C. UNA FINANZA FINALIZZATA AL BENE COMUNE
È un dato di fatto che, negli ultimi anni, lo sviluppo finanziario globale è stato
accompagnato da un’alta volatilità economica. Sulla base della resilienza mostrata da
alcune banche e del pesante costo pubblico dei processi di salvataggio di altre, il settore
finanziario sta conoscendo profondi cambiamenti, sia per la regolamentazione che si
è aggiunta a quella esistente sia per le proposte di riforma avanzate al suo interno.

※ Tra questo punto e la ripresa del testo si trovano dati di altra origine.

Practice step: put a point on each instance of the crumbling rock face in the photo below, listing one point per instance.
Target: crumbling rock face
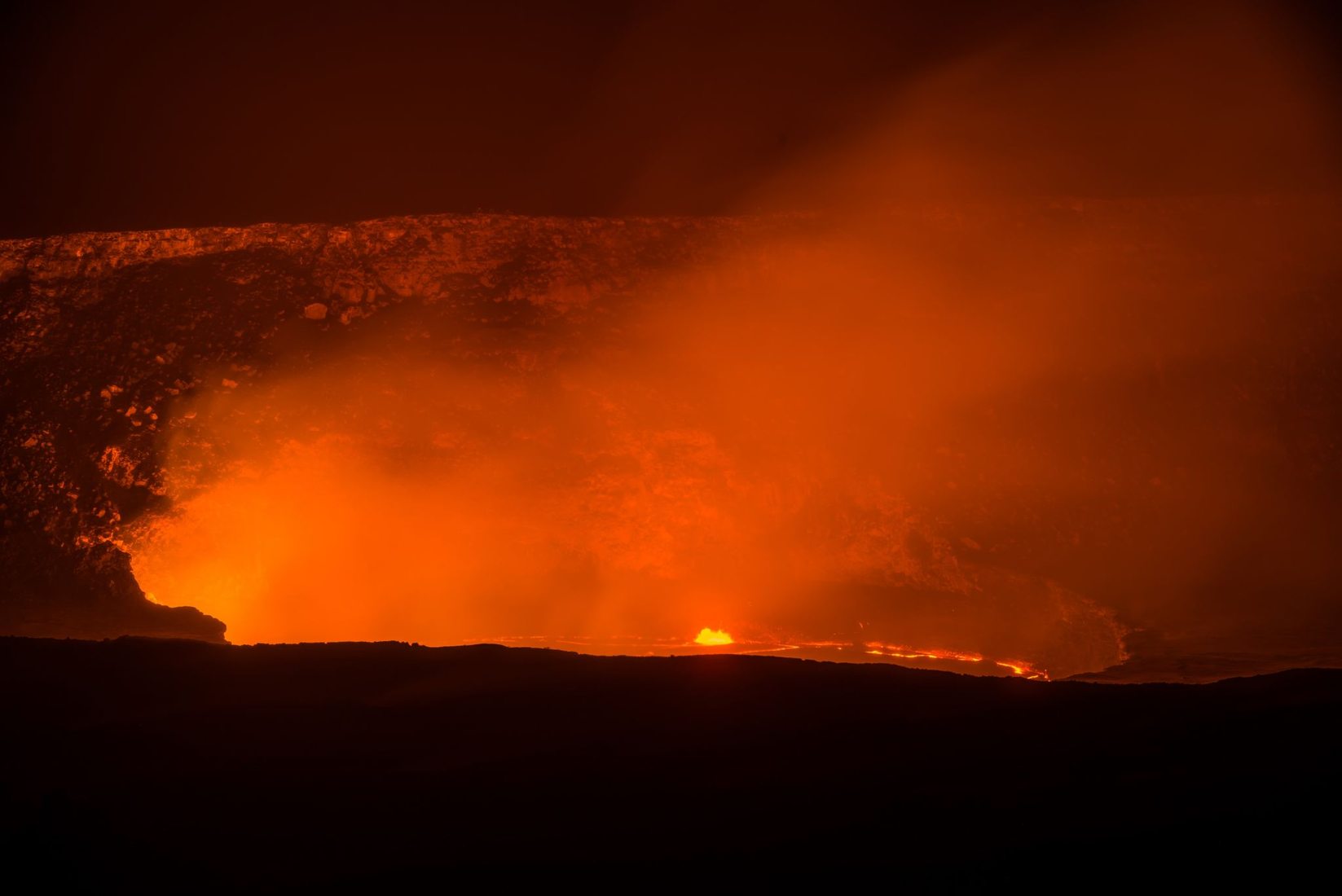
(103, 334)
(1020, 429)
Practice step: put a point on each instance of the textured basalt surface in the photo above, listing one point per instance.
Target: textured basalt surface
(103, 334)
(106, 341)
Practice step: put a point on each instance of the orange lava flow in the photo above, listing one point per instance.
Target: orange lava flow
(1024, 670)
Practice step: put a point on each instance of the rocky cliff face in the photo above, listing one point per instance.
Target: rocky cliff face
(1018, 431)
(102, 336)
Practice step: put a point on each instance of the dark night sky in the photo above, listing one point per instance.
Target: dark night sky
(133, 116)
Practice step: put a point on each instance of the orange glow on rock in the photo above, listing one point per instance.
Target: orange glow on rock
(995, 423)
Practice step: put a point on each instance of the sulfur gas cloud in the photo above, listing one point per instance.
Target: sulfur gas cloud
(966, 402)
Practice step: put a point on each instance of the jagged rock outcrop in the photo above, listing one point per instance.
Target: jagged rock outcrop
(102, 334)
(1192, 460)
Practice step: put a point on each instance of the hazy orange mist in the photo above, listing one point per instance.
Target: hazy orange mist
(1005, 428)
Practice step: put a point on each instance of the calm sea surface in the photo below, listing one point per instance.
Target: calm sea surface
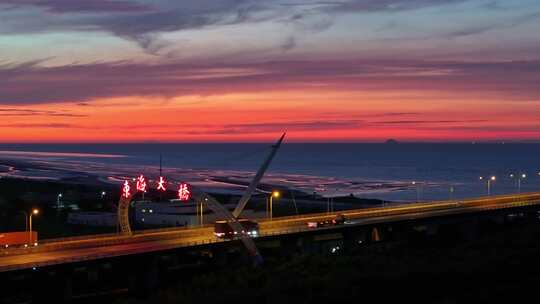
(436, 168)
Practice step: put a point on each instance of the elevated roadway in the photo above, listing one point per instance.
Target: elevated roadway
(69, 250)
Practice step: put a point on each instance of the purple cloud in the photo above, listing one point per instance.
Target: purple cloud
(32, 84)
(66, 6)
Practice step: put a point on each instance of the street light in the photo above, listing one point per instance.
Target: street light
(275, 194)
(414, 183)
(58, 201)
(519, 179)
(489, 180)
(33, 212)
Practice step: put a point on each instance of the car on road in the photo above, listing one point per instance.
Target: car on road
(338, 220)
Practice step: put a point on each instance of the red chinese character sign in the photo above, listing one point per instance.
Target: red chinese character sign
(141, 183)
(184, 193)
(126, 190)
(162, 184)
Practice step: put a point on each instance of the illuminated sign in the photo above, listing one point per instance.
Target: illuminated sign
(162, 183)
(184, 194)
(126, 190)
(141, 183)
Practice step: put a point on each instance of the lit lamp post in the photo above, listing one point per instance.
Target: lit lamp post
(59, 201)
(275, 194)
(33, 212)
(521, 177)
(417, 191)
(489, 180)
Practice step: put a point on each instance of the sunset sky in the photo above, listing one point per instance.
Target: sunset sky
(246, 70)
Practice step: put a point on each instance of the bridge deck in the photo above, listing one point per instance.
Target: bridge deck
(70, 250)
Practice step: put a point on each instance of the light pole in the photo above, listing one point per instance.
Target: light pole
(25, 220)
(59, 201)
(416, 185)
(34, 212)
(489, 180)
(275, 194)
(521, 177)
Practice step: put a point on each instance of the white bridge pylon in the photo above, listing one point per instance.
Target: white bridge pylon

L’esigenza di dare a tale riforma un volto umano ed etico può essere tradotta
concretamente in questo modo: oltre al tradizionale approccio etico alle questioni
finanziarie, bisognerebbe prestare attenzione anche alla nozione di “finanza inclusiva”;
vale a dire, di una “finanza che aiuta a combattere l'esclusione”. Un gruppo di esperti
del settore finanziario, vicino alle posizioni della Fondazione, ha formulato nel
documento “Proposte di Dublino su Finanza a Bene Comune” le seguenti idee:
1. Mutamento della cultura e del comportamento manageriale: c’è sempre un
essere umano all'inizio e alla fine di ogni transazione. Tale realtà potrebbe
scontrarsi con le esigenze della tecnologia e della regolamentazione.
2. Favorire la creazione di posti di lavoro attraverso il prestito decentrato: le
migliori opportunità per la creazione di nuova occupazione sono al livello di
piccola impresa e in una redistribuzione più flessibile del lavoro tra imprese
flessibili e creative. Ciò richiede il prestito decentrato da parte delle banche e
dell’intermediazione creditizia non regolamentata.
3. Lottare contro la frode, la corruzione e gli abusi: attuare efficacemente
politiche di tolleranza zero nei confronti della pratica immorale, tra cui le
pratiche di “regulatory arbitrage” e punire il comportamento non etico anche
rendendolo costoso.
4. Promuovere la certezza e la chiarezza della legislazione per ridurre i costi
della burocrazia e quelli derivanti dalle difficoltà di interpretazione normativa,
che è una delle cause della corruzione.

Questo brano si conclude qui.